I don't think it was Asahi Optical Company's idea to adopt the brand "Pentax". I suspect that was suggested by their American supplier, which at the time was Honeywell. Eventually, and long after they no longer needed Honeywell as an importer, the brand became all-important, and the company is now named "Pentax Imaging Corporation". The Jin-Bao factory may always be called Jin-Bao, but I bet they will eventually settle on brands that have more western-sounding names, since that's their market.
Hi!
It's easier to justify markups as much as 400% if you deceive folks about the origins of your product(s). There are a few folks(even a TubeNet sponsor or two.) who go out of their way to let folks know that their stencils are of Chinese origin, but the majority are like Laabs, shamelessly bragging about "German Engineering", and "American Heritage"(how clones of Bessons can be German engineered AND have an American pedigree escapes me), while jacking prices as high as the market can bear! To be fair, I will mention that Laabs is marking their JinBao's up LESS than other sellers, though some would argue that the discount comes at the expense of customer service! Now that JinBao has been producing better products (thanks to MM and others), especially the 186 CC, and 1291 BBb clones, I would think we'll be seeing more of these axes with the JinBao stencil, and at lower markups too!

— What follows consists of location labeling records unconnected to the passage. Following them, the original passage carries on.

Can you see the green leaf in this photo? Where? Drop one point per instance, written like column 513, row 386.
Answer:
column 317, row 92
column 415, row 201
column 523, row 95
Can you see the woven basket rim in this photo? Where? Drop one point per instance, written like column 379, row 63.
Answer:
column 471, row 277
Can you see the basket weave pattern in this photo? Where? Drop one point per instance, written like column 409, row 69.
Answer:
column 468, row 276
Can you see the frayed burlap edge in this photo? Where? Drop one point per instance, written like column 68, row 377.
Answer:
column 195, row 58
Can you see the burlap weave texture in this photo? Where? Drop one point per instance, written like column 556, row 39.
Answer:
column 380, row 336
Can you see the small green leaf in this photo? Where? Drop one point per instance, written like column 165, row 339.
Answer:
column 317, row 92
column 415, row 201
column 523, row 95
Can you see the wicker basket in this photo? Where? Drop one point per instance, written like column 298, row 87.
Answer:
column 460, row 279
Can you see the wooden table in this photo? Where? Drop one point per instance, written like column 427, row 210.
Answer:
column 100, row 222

bloke wrote:I've sold some JinBao instruments...
...but I have them build mine to MY specs, and have SECRET ACOUSTICAL DESIGNS which NO ONE ELSE receives with their Jinbao instruments.
That's why my Jinbao instruments are nameplated: MOUNTOLYMPUS
Or, as the stencil reads "big old guys who killed some slightly more monstrous guys to get ahead but then got offed themselves; or home of such, and who wants to live in a house where hundreds of murders have occurred?"